Dr. Adripen, M.Pd selaku dekan FUAD yang memimpin tim rombongan monitoring menekankan pentingnya kegiatan monitoring tersebut sebagai bentuk pengawasan dan penilaian terhadap mahasiswa yang melakukan magang. Hal ini juga sebagai bentuk keseriusan FUAD dalam menjaga kualitas magang.

“Dengan monitoring langsung ini, kita berharap mahasiswa ini semakin serius dalam melaksanakan kegiatan magang ini. Jadi mereka terus merasa dipantau, diawasi dan dibimbing oleh pihak fakultas. Kita ingin mahasiswa mengambil ilmu sebanyak-banyak di TVRI ini, salah satu televisi tertua di Indonesia,” ungkap Adripen.

Dra. Hj Eliwatis, M.Ag selaku Wakil Dekan Bidang Administrasi Umum dan Perencanaan yang ikut dalam rombongan mengamini pendapat Adripen. Ia berharap mahasiswa magang belajar sebanyak-banyak dan mengambil ilmu dari para ahli yang ada di TVRI.

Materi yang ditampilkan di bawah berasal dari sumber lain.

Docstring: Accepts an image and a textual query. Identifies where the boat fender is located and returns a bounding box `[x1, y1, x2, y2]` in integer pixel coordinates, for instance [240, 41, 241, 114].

“Jangan disia-siakan kesempatan ini. Ilmu-ilmu yang mereka dapatkan di sini, nantinya menjadi modal penting dalam pengembangan diri. Dan juga nanti ilmu ini juga dibagikan ke teman-teman yang lain. Mudah-mudahan mereka dapat belajar banyak di sini,” ujar Eliwatis.

Dalam kegaiatan monitoring mahasiswa KPI tersebut, tim rombongan disambut langsung oleh salah satu pimpinan TVRI. Tim rombongan berharap agar silaturrahmi dan kerjasama ini dapat terjalin dengan baik hingga ke depannya.

InsyaAllah kerjasama ini akan terus berlanjut. Sinergi ini juga akan kita kembangkan ke media-media lain yang ada di Indonesia,” tutup Eliwatis. (fajri/dn/hm)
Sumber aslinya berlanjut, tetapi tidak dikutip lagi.